Since its initial release that was part of SQL Server 2005, Dynamic Management Views (DMV) changed – mostly for the better – the role of database administration (DBA) within SQL Server-based environments. They improved the efficiency of DBAs regarding database server monitoring, issue diagnoses, and subsequent performance optimisation. As a result of this positive reception, it has become customary that some of the highly anticipated items in every release of SQL Server includes discovering what new DMVs will be added. In this article I take you through my favourite top 5 DMVs to come out of SQL Server 2016.
DMV for Monitoring Waiting Statistics
The sys.dm_exec_session_wait_stats DMV returns a list of specific resources that a given session has had to wait for. As a DBA this type of information can provide you with insights on areas of potential bottlenecks in your environment. By default users can only see wait stats information relating to their current active sessions. To illustrate this point, I have setup a SQL Server login sqltest which only has public access. This login currently has two sessions (session ID 53 and 55) as shown in Figure 1.
When I query the sys.dm_exec_session_wait_stats DMV in each of these sessions I am limited to viewing wait stats information relating to a given session – in this case only wait stats for session ID 53 are returned, as shown in Figure 2.
Likewise, when I query this new DMV under a different session (session ID 55), I only get to view wait stats information relating to session ID 55 as shown in Figure 3.
As a DBA you should have the freedom to monitor sessions across the database server. So how can you get to see wait statistics across all active sessions? Well, assuming you are a junior DBA with limited access to a server, you ought to be granted VIEW SERVER STATE permission on the server. Having granted sqltest login the required permission, I am then able to see wait stats information for all sessions as shown in Figure 4.
Finally, please note that unlike the sys.dm_os_wait_stats DMV which also gives you wait stats information though be at an aggregated level, sys.dm_exec_session_wait_stats DMV wait stats information can only be relevant for as long as a given session remains active; once the session is closed the information is disposed and DMV will begin collecting wait stats for the new/recycled session.

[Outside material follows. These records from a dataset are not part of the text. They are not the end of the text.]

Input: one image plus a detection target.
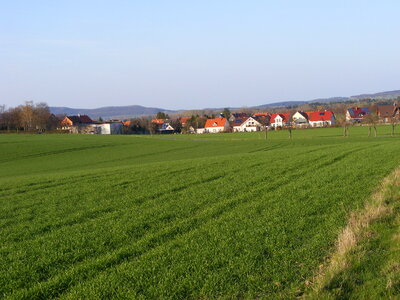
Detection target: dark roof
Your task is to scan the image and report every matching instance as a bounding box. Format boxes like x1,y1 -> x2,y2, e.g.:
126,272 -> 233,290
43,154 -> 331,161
348,107 -> 369,119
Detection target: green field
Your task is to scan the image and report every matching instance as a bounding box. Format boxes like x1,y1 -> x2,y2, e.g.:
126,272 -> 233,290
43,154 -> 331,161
0,126 -> 400,299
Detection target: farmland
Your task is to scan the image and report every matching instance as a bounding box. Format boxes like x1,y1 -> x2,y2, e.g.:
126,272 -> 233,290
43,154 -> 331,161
0,126 -> 400,299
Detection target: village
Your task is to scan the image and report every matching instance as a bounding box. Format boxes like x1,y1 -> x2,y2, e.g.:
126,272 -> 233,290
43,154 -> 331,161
58,103 -> 400,134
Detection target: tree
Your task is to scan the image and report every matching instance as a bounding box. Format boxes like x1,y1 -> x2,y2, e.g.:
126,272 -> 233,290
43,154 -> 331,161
170,119 -> 182,133
223,108 -> 231,119
32,102 -> 51,131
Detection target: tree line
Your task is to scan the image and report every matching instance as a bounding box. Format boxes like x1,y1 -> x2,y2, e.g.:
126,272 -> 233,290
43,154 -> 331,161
0,101 -> 60,132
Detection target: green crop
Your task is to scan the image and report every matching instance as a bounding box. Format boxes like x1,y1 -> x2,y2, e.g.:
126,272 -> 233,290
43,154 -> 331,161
0,127 -> 400,299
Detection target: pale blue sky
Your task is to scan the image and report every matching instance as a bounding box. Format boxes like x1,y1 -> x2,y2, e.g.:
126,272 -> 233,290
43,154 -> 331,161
0,0 -> 400,109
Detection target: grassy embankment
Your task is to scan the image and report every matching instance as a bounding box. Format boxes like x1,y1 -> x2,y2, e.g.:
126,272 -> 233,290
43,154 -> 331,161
0,127 -> 400,298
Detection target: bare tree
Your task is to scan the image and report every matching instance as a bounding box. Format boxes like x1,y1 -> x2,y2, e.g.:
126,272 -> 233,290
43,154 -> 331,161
32,103 -> 51,131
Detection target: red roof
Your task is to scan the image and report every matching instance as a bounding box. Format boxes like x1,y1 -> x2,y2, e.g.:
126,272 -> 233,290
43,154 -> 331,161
270,113 -> 290,123
253,112 -> 268,117
179,117 -> 190,125
204,118 -> 227,128
151,119 -> 165,125
67,115 -> 93,124
307,110 -> 334,122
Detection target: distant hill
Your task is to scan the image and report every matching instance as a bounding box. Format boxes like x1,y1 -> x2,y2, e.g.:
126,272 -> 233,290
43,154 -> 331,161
50,90 -> 400,119
350,90 -> 400,99
50,105 -> 173,119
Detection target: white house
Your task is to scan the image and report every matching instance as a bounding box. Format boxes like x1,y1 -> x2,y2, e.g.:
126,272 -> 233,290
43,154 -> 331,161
232,117 -> 262,132
292,111 -> 309,127
204,118 -> 230,133
307,110 -> 335,127
71,122 -> 123,134
270,113 -> 290,128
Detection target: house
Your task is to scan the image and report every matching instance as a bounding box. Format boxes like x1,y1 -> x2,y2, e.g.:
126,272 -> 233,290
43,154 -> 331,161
231,117 -> 262,132
151,119 -> 165,125
60,114 -> 93,130
307,110 -> 335,127
229,113 -> 250,122
178,117 -> 191,127
292,111 -> 309,127
204,118 -> 230,133
195,128 -> 206,134
252,112 -> 269,118
270,113 -> 290,128
346,107 -> 370,123
157,121 -> 175,134
376,104 -> 397,123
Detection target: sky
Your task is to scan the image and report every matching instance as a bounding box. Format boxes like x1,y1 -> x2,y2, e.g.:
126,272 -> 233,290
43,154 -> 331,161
0,0 -> 400,109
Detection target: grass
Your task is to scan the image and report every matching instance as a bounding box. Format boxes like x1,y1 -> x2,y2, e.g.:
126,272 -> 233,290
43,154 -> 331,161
310,168 -> 400,299
0,127 -> 400,299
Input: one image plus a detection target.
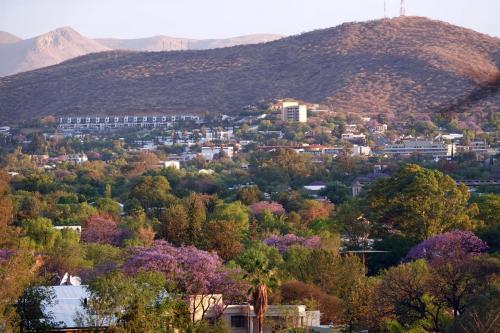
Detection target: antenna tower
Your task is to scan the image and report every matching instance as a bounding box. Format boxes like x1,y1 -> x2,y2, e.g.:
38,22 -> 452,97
399,0 -> 406,16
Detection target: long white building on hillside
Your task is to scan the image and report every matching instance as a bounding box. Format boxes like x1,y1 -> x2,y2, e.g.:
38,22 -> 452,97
58,115 -> 202,130
384,140 -> 456,158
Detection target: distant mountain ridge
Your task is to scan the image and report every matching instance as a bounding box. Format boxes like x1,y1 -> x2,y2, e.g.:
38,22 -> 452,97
95,34 -> 284,51
0,27 -> 283,76
0,31 -> 21,44
0,17 -> 500,122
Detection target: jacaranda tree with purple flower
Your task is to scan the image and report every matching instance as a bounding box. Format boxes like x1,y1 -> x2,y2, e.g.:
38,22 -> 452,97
406,230 -> 488,260
264,234 -> 321,254
406,230 -> 499,318
123,241 -> 248,321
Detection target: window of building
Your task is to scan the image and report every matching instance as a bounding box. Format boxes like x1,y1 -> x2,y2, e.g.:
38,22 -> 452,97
231,316 -> 246,327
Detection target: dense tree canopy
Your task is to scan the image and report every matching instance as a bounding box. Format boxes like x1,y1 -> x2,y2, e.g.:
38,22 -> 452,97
365,164 -> 474,240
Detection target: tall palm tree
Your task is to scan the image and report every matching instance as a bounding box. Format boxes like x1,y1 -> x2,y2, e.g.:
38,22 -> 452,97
245,259 -> 278,333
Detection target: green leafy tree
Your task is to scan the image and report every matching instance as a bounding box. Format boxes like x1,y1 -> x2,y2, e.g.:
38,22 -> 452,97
236,186 -> 262,206
131,176 -> 170,211
245,260 -> 278,333
15,286 -> 61,332
365,164 -> 474,240
21,217 -> 61,252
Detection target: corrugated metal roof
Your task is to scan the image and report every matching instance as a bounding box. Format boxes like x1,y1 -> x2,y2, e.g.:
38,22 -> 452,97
45,286 -> 88,328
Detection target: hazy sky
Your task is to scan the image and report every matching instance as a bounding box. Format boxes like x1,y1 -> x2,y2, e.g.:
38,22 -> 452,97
0,0 -> 500,38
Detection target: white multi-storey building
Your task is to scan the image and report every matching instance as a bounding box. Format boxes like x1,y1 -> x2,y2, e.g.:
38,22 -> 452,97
281,102 -> 307,123
201,146 -> 234,161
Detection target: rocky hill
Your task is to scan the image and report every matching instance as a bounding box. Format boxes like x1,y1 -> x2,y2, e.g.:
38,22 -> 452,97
0,27 -> 283,76
0,17 -> 500,122
0,31 -> 21,44
95,34 -> 284,51
0,27 -> 110,76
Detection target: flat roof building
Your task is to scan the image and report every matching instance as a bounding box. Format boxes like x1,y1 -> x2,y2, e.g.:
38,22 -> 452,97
281,102 -> 307,123
384,140 -> 456,158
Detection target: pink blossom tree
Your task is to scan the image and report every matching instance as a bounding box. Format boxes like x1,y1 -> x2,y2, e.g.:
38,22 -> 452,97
81,215 -> 126,246
264,234 -> 321,254
123,241 -> 248,321
250,201 -> 285,215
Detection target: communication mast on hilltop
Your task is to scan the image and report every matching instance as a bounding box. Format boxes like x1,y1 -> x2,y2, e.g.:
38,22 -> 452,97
399,0 -> 406,16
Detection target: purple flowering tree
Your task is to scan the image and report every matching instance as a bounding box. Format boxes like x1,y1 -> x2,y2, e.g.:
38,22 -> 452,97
123,241 -> 248,321
249,201 -> 285,215
406,230 -> 488,260
264,234 -> 321,254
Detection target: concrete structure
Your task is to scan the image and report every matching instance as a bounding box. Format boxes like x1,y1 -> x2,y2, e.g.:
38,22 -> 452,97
351,172 -> 388,197
44,285 -> 320,333
206,304 -> 320,333
281,102 -> 307,123
44,285 -> 99,332
300,145 -> 371,156
57,115 -> 202,130
160,160 -> 181,170
201,146 -> 234,161
383,140 -> 456,158
53,225 -> 82,233
340,133 -> 366,141
66,153 -> 89,164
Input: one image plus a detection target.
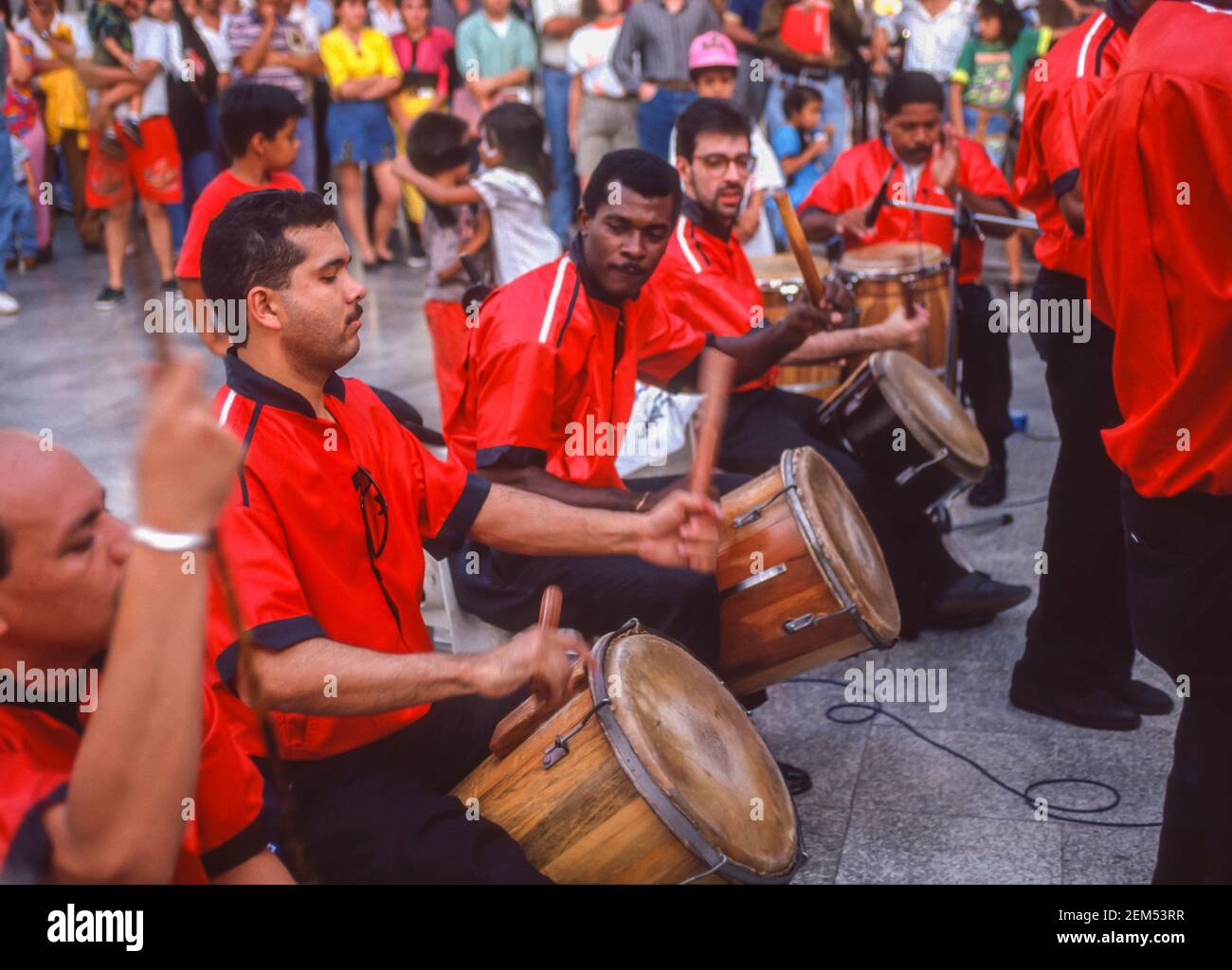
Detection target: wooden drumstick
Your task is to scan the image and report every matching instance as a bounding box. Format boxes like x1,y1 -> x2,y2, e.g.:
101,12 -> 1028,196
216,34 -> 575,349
488,586 -> 587,758
689,347 -> 735,496
773,190 -> 825,305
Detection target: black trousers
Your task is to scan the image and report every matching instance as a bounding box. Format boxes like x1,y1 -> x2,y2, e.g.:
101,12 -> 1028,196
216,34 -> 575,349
450,476 -> 746,667
1015,270 -> 1133,692
1121,481 -> 1232,883
272,692 -> 551,884
957,283 -> 1014,463
718,387 -> 964,637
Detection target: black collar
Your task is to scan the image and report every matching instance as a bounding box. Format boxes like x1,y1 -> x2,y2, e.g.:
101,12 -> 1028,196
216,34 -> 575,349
680,196 -> 735,242
223,347 -> 346,419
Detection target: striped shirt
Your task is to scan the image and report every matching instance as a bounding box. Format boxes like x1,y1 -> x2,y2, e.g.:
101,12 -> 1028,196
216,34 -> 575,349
612,0 -> 723,91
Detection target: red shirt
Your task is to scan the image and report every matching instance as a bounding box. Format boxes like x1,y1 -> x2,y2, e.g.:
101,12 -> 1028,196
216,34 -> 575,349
797,138 -> 1013,283
1014,13 -> 1129,277
444,247 -> 706,489
0,690 -> 272,884
207,349 -> 488,761
1081,3 -> 1232,497
175,169 -> 304,279
650,198 -> 779,391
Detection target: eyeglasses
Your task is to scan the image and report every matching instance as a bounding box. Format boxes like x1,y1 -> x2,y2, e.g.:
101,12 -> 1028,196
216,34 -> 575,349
694,153 -> 758,175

DMV for Monitoring Scalar User-Defined Functions
Generally, user defined functions have several benefits such as reusability and convenience but depending on how you have defined them and where you use them (i.e. part of column list or used in a WHERE clause) can have a performance impact in your SQL Server environment. Unlike other user defined objects such as triggers and stored procedures which prior to SQL Server 2016 already had their own DMVs for measuring performance statistics (i.e. sys.dm_exec_trigger_stats and sys.dm_exec_procedure_stats), you had to employ several workarounds (i.e. running a SQL Server profile trace, querying sys.dm_exec_query_stats DMV) in order to successfully monitor execution statistics for user defined functions.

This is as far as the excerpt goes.